Sanjoko memberanikan diri untuk menekan bel rumah yang terpasang di salah satu sisi pagar. Dulu, Fatma lah orang yang paling mendukung Indri untuk berpisah dengan Sanjoko dan menikah dengan pria kota kaya raya itu. Ia sama sekali tidak memikirkan nasib dan masa depan Ayu, keponakannya sendiri. Sanjoko berharap, kini Fatma sudah berubah dan mau menerima Ayu sebagai bagian dari keluarga.
Tak berapa lama seorang gadis yang mengenakan tanktop dan celana pendek membukakan pintu pagar.
“Assalamualaikum…”
“Waalaikumsalam… mau cari siapa ya?” tanya gadis itu menyelidik.
“Maaf Mba, betul ini rumah Mba Fatma?” tanya Sanjoko. Gadis itu mengangguk.
“Mba Fatma nya ada?”
“Ada… sebentar ya.” Gadis itu memandangi Sanjoko dari ujung rambut sampai ujung kaki sebelum berbalik masuk ke dalam rumah.
Sanjoko lega, ternyata benar itu rumah Fatma karena ia sempat berpikir kalau rumah itu sudah ditempati orang lain karena seorang gadis yang membukakan pintu. Selama ini yang Sanjoko tahu, Fatma hanya memiliki dua orang anak laki-laki yang usianya di atas Ayu. Mungkin Mba Fatma memiliki anak lagi setelah ia berpisah dengan Indri, batin Sanjoko.
“Siapa ya?” tanya Fatma yang sudah berada di belakang Sanjoko. Reflek Sanjoko langsung membalik tubuhnya.
“Eh, Assalamualaikum, apa kabarnya Mba?” tanya Sanjoko.

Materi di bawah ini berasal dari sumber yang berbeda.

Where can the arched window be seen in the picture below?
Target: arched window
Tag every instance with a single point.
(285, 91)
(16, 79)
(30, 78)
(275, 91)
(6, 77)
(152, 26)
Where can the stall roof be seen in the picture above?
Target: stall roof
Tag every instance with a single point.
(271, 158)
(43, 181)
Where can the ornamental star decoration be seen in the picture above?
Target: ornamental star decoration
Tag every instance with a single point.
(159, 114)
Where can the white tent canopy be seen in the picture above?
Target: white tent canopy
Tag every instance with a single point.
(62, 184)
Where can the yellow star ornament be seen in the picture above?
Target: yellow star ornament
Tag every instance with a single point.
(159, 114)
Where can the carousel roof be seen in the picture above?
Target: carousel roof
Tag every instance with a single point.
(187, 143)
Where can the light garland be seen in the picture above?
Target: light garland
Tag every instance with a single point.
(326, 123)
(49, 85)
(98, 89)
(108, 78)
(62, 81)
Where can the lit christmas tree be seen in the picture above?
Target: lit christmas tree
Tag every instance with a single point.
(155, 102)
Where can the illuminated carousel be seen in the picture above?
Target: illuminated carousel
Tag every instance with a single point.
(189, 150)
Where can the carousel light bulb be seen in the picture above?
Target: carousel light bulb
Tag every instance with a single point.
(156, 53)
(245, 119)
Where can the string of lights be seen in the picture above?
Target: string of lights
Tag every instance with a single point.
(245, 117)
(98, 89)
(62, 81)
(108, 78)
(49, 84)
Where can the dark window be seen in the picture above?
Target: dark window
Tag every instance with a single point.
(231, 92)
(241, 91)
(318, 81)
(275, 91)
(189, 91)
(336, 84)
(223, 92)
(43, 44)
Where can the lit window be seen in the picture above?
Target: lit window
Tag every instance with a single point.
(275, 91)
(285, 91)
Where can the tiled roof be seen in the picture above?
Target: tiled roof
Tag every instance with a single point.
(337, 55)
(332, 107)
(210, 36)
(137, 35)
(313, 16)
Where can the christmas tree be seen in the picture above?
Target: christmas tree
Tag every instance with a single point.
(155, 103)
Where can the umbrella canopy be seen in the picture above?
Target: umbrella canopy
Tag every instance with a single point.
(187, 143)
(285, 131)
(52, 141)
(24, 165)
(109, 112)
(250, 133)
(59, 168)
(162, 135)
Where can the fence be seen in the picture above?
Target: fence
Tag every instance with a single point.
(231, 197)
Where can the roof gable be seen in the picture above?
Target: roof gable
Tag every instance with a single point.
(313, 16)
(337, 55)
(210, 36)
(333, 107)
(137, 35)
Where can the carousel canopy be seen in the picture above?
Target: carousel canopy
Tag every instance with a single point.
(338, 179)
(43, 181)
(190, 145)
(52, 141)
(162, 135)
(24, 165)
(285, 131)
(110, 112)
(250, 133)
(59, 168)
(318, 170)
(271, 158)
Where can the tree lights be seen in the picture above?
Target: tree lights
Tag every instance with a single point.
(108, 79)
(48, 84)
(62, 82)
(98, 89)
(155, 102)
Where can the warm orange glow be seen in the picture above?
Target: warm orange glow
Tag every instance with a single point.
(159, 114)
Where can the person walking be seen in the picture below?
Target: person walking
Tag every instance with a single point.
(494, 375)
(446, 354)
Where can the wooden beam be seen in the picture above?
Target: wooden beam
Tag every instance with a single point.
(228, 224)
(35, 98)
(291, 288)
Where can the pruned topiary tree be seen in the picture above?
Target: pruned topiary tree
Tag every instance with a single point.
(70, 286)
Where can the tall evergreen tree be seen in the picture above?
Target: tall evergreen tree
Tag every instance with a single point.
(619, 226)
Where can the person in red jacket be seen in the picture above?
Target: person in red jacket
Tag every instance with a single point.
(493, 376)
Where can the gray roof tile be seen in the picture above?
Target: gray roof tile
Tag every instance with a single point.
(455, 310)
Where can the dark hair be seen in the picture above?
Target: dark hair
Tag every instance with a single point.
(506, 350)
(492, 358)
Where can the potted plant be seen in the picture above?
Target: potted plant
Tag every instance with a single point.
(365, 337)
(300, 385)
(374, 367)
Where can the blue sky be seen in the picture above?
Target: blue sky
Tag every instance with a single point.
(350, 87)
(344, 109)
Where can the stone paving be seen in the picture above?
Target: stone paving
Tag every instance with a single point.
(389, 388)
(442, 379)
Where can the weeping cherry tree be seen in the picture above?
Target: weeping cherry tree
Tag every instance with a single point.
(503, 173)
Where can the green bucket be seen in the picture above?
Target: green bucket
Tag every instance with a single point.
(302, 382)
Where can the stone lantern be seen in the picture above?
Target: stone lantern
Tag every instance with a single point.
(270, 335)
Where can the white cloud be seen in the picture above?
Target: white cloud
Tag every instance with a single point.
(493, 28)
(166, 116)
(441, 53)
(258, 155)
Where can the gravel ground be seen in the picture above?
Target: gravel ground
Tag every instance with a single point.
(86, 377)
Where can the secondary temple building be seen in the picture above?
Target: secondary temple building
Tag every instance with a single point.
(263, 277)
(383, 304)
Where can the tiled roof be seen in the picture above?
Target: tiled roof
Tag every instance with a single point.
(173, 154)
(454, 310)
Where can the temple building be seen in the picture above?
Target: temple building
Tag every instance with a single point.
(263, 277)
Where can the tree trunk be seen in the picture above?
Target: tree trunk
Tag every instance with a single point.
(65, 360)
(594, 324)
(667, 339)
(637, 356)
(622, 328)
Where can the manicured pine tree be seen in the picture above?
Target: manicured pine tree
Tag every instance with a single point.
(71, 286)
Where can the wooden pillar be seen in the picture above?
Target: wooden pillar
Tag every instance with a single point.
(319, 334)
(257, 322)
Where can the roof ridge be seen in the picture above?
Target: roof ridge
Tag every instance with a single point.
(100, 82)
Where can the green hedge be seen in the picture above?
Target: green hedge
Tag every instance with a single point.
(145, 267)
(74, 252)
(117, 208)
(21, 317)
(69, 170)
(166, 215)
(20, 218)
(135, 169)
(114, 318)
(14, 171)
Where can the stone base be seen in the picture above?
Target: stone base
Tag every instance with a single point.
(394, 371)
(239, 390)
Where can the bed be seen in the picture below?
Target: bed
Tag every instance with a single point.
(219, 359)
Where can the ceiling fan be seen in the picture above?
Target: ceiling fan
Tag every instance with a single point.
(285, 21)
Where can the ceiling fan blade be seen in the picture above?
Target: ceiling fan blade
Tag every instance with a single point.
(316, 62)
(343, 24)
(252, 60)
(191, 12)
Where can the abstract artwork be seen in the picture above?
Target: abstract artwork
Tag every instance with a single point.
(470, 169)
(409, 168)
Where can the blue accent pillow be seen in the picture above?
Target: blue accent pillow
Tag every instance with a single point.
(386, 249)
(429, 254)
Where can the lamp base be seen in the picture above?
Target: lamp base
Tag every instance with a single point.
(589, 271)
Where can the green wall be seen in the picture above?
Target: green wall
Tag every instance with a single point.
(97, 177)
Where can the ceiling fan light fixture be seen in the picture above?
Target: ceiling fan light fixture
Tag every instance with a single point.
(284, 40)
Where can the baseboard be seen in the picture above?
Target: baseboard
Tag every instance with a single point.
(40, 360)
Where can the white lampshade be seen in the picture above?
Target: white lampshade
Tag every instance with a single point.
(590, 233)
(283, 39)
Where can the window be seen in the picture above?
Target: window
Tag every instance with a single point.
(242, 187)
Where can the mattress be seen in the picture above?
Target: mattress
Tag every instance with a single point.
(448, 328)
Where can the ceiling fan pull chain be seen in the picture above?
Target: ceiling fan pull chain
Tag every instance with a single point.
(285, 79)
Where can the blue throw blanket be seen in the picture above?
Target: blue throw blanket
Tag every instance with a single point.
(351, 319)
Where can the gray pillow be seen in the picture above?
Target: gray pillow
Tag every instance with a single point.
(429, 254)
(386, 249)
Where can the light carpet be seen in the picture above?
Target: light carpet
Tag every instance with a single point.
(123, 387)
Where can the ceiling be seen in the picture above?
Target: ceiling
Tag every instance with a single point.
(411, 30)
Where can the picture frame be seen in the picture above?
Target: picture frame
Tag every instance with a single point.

Fatma terlihat mengerutkan keningnya. “Waalaikumsalam…” jawabnya ragu-ragu. “Sanjoko??” tanya Fatma setelah ia mulai mengenali pria paruh baya yang berdiri di depannya.
“Iya betul, Mba…”
Fatma terdiam beberapa saat hingga akhirnya mengizinkan Sanjoko masuk walaupun hanya di teras rumahnya.
“Mau ngapain lagi kamu ke sini?” tanya Fatma yang nada bicaranya sudah jauh lebih melunak dibandingkan dulu, walaupun masih terlihat kalau Fatma tidak begitu suka dengan kedatangan Sanjoko.
“Maaf sebelumnya Mba kalo kedatangan saya mengganggu. Tadi saya ke rumah Budhe Laksmi, dan saya baru tahu kalo Budhe Laksmi sudah meninggal.” Sanjoko menjeda bicaranya. “Kedatangan saya ke sini, saya cuma mau mengabarkan dan meminta doa restu kalo sebentar lagi Ayu akan menikah. Sekaligus saya ingin meminta tolong sama Mba Fatma. Saya minta tolong untuk memberitahukan hal ini pada Indri, ibu Ayu. Saya mohooon… sekali Mba untuk kemurahan hati Mba Fatma. Saya sangat mengharapkan kehadiran Indri di hari pernikahan Ayu. Ayu pasti akan sangat senang,” kata Sanjoko begitu berharap. Walaupun Ayu tidak pernah mengatakan keinginanya untuk bertemu dengan ibu kandungnya, tapi dengan Ayu masih menyimpan foto keluarga itu, Sanjoko sudah bisa memahaminya.
“Aku ngga bisa janjiin apa-apa ke kamu. Itu semua terserah Indri. Kamu tau sendiri selama ini Indri ngga mau nemuin kamu. Kalo memang Indri mau, pasti dia udah dateng ke rumah kamu nemuin Ayu.”
“Iya Mba saya tahu… tapi saya minta tolong bilang sama Indri. Sekaliii ini saja saya minta Indri datang menemui Ayu di hari pernikahannya. Setelah itu terserah Indri kalo memang tidak menghendaki bertemu dengan Ayu lagi,” pinta Sanjoko.
“Iya nanti aku sampein ke Indri. Tapi kamu ngga usah berharap banyak,” jawab Fatma sedikit ketus.